Я всегда считал обезьянник чем-то незыблемым и, чего уж греха таить – не подвергающемся сомнению. Если будем лечить неспособных – скатимся в тартарары. И, когда я сам ехал в Обезьянник, я принял это целиком и полностью. Не повезло.
А вот Мелвин Вудсток думал иначе. Он хотел спасать людей, а не губить их.
Поэтому он нашел для себя – и, по счастливой случайности для меня тоже, место, где можно было заниматься именно помощью людям – и ничем более. В честолюбивых планах Мелвина было вообще устранить Обезьянники, но он пока не представлял, как этого сделать.
Мы оба не подозревали, что когда-то в наших реальных ближайших планах будет именно ликвидация Обезьянников. Но об этом позже.
***
Мы летели достаточно долго. Я не помню, сколько. Мне несколько раз давали поесть – хотя мне совершенно не хотелось.
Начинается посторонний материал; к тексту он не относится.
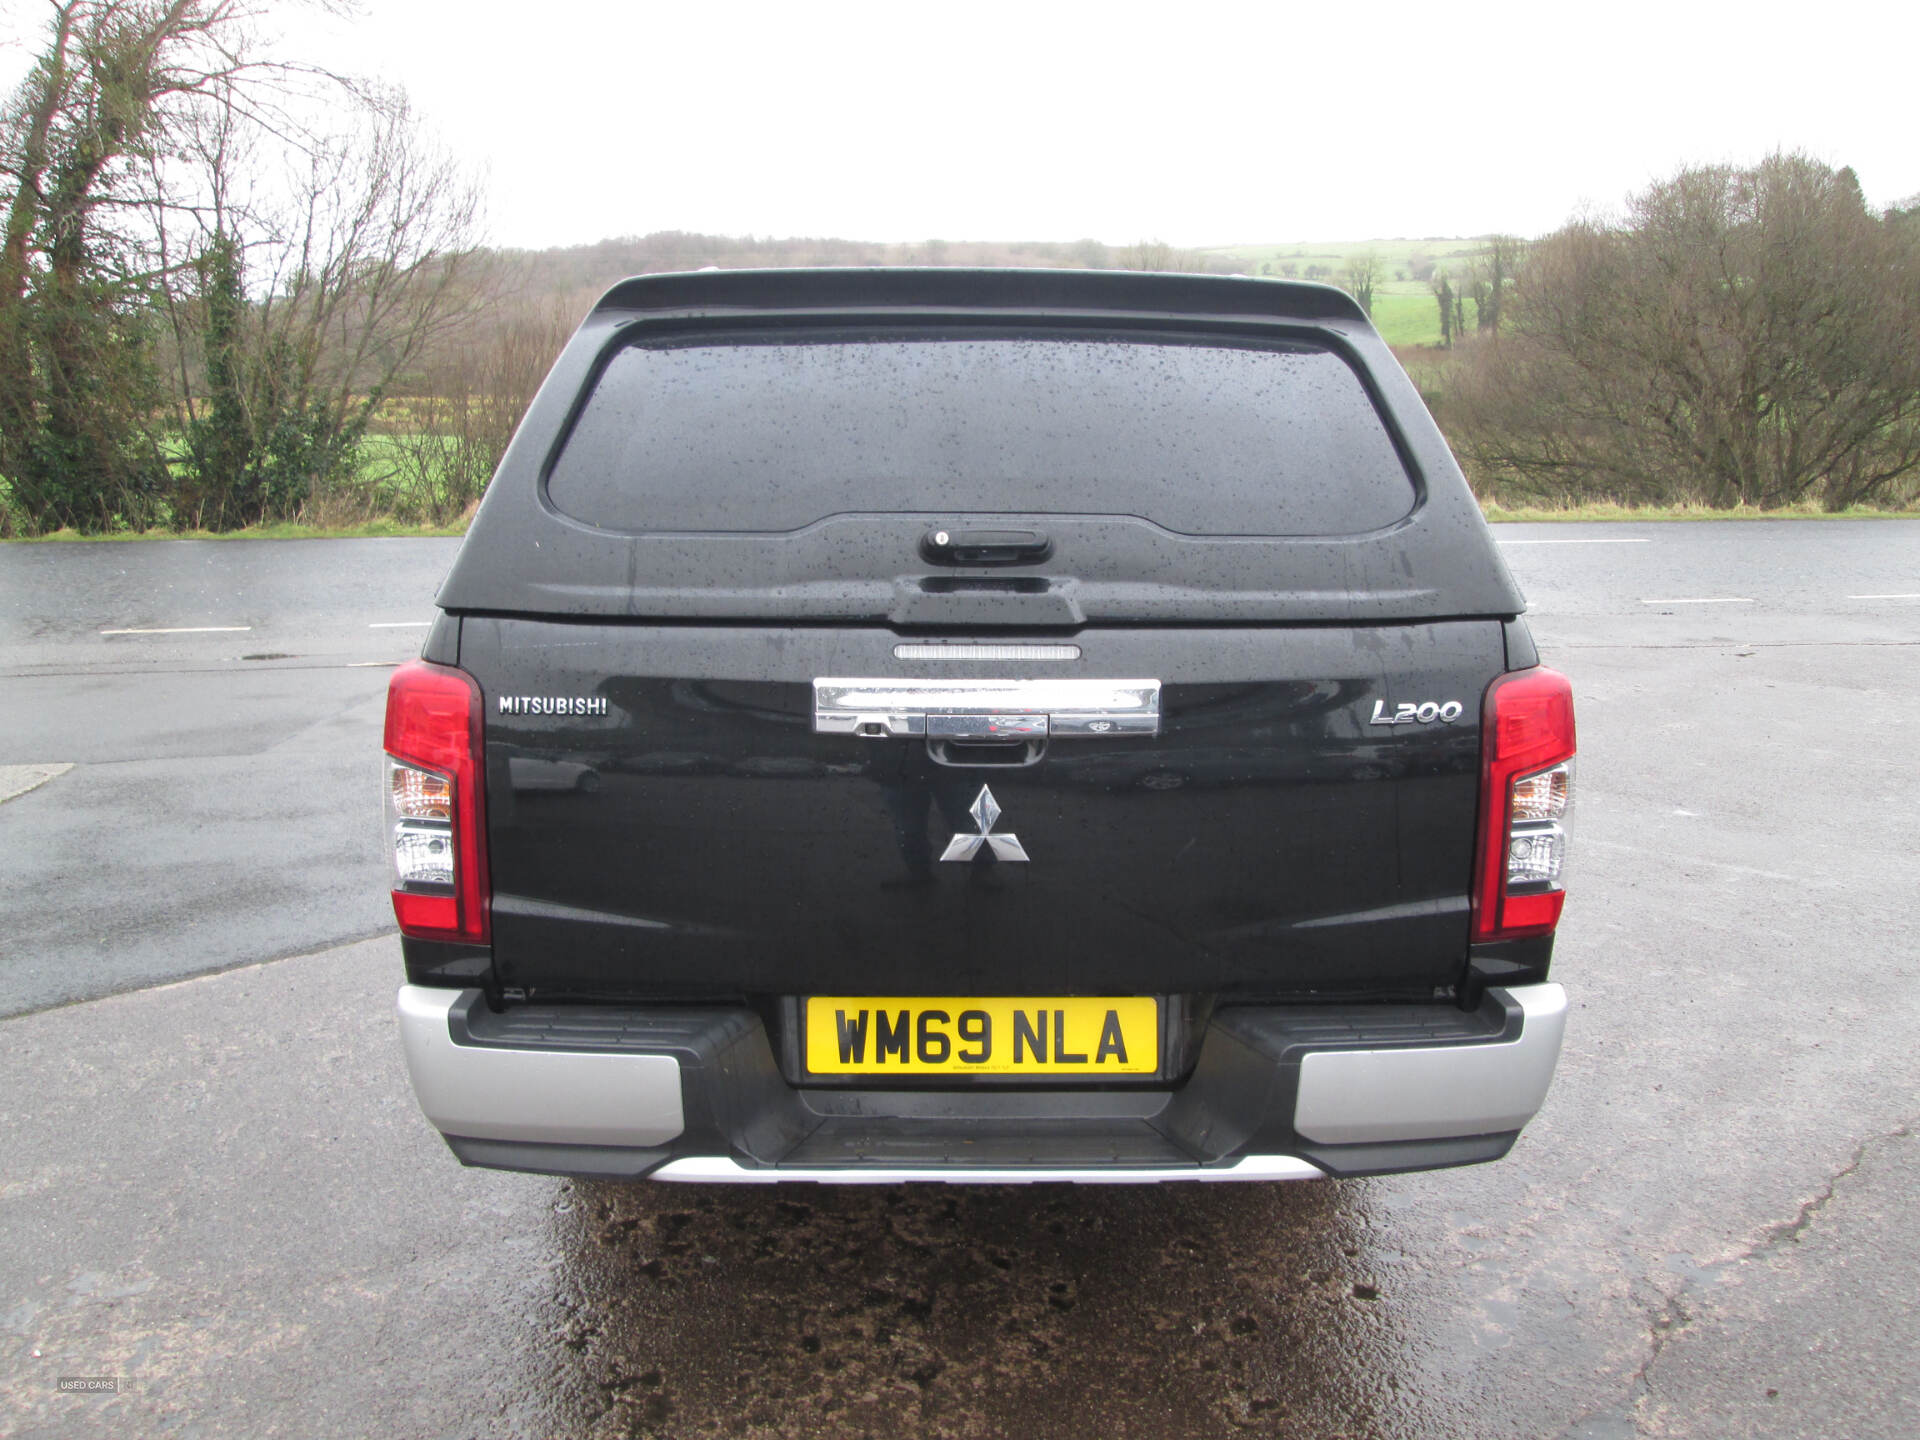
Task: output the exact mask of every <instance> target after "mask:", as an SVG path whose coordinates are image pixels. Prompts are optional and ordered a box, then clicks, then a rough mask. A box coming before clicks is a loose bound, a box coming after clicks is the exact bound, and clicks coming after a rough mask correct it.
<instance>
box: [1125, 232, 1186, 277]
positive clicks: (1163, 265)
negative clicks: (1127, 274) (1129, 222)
mask: <svg viewBox="0 0 1920 1440" xmlns="http://www.w3.org/2000/svg"><path fill="white" fill-rule="evenodd" d="M1114 265H1116V267H1117V269H1121V271H1204V269H1208V263H1206V255H1202V253H1200V252H1198V250H1181V248H1179V246H1169V244H1167V242H1165V240H1137V242H1135V244H1131V246H1127V248H1125V250H1121V252H1117V253H1116V255H1114Z"/></svg>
Вокруг становилось все больше и больше снега. Это я выяснял в тех редких случаях, когда мне удавалось поднять голову. Да и это было всем, что мне удавалось узнать – за темными стеклами многого не увидишь.
Один раз произошло кое-что неожиданное. В один прекрасный момент я осознал, что мы не летим, а едем. Стало довольно тряско, автомобиль иногда подпрыгивал.
Я снова рискнул поднять голову. Когда не увидел привычного контура зданий, я только тогда я осознал, что не слышу привычного гула жизни вокруг.
Естественный для любого живого человека вопрос: «куда же, черт побери, я еду?» сменился вдруг покорностью и смирением. Так надо, значит, так надо… Мне не особенно хотелось бороться. В конце концов, предполагалось, что я еду в Обезьянник.
Мы вновь взлетали и вновь ехали, и водитель восклицал: «Как же, блин, трудно пробираться через кусты!»